The Internal Revenue Service does not bar anyone from making contributions to both an individual retirement plan and a 401k plan as long as you meet both plans' eligibility requirements. However, your ability to take advantage of the tax deduction for traditional IRAs may be compromised by your ability to contribute to a 401k plan.
To contribute to a traditional IRA, you must be under 70 1/2 years old at the end of the year. To contribute to a Roth IRA, your modified adjusted gross income has to be lower than the limit for your filing status. Both types of IRAs require you to have earned income for the year. To participate in a 401k plan, you have to work for an employer that offers you the ability to participate in the plan.
Traditional IRA Deductions
A 401k plan counts as an employer-sponsored plan for the purposes of determining whether you can deduct your traditional IRA contribution. If your Modified Adjusted Gross Income exceeds the limit for your filing status, the IRS still permits you to contribute to a traditional IRA, but requires that the contributions that you make be nondeductible contributions. The MAGI limit differs depending on your filing status: married couples filing jointly have higher limits than singles. Married couples filing separately have the lowest limits.
Alternatives to Nondeductible Traditional IRA Contributions
If your modified adjusted gross income falls below the annual limits for Roth IRA contributions, consider making a Roth IRA contribution instead of a nondeductible traditional IRA contribution because both the contributions and earnings come out tax-free at retirement from a Roth IRA. If your income exceeds the MAGI limits for Roth IRA contributions, you can also make a nondeductible contribution to a traditional IRA then convert the money to a Roth IRA because the IRS does not restrict IRA conversions based on income. If you make a conversion, your nondeductible contributions will not count as taxable income, but any earnings accrued while the money was in the traditional IRA counts as taxable income.

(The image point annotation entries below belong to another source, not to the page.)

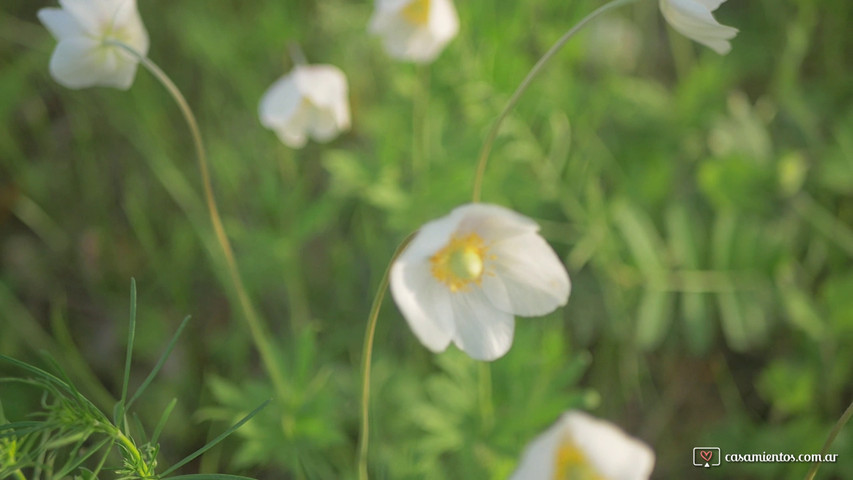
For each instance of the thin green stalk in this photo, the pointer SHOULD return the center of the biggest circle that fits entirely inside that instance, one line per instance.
(534, 72)
(420, 124)
(825, 222)
(487, 409)
(366, 358)
(257, 328)
(845, 417)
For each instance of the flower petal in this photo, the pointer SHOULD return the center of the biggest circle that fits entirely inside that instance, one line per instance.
(492, 222)
(424, 302)
(711, 5)
(279, 102)
(615, 454)
(482, 331)
(60, 23)
(538, 460)
(405, 40)
(323, 85)
(694, 20)
(525, 277)
(81, 62)
(90, 14)
(432, 237)
(609, 450)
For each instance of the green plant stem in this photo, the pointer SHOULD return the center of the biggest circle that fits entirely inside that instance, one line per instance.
(534, 72)
(258, 330)
(420, 125)
(487, 409)
(127, 444)
(366, 358)
(825, 222)
(845, 417)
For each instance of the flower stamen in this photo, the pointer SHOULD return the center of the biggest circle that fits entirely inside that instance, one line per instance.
(570, 462)
(417, 12)
(460, 262)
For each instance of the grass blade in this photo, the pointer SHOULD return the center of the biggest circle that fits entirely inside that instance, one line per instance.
(215, 441)
(160, 362)
(163, 419)
(120, 407)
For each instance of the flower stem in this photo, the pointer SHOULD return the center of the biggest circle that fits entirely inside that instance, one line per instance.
(296, 54)
(487, 409)
(534, 72)
(420, 125)
(845, 417)
(257, 328)
(367, 356)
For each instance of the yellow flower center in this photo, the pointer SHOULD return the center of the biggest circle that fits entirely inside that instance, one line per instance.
(417, 12)
(570, 463)
(460, 262)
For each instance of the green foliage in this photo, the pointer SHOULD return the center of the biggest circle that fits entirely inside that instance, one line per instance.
(702, 204)
(72, 434)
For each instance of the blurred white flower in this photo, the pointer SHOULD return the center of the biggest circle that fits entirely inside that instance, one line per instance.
(83, 57)
(415, 30)
(310, 101)
(464, 276)
(693, 19)
(579, 446)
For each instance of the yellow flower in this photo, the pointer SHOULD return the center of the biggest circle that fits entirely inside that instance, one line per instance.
(84, 57)
(310, 101)
(465, 276)
(415, 30)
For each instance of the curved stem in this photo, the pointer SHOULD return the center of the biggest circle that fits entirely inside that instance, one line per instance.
(845, 417)
(367, 356)
(534, 72)
(257, 328)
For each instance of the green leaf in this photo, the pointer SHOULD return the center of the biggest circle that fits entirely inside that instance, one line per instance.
(215, 441)
(654, 317)
(160, 362)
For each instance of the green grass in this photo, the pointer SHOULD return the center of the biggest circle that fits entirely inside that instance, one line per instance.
(703, 206)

If you do not have enough extra income to fully fund both your IRA and your 401k plan, consider if your employer offers a matching contribution. If so, consider taking full advantage of this before funding your IRA. For example, if your employer offers a dollar for dollar match up to $7,000 per year, if you put $7,000 in your 401k plan, your company also puts in $7,000, giving you $14,000 total. Even though your 401k plan may offer fewer investment options, if you do not take advantage of the matching contributions, you decline free money from your employer.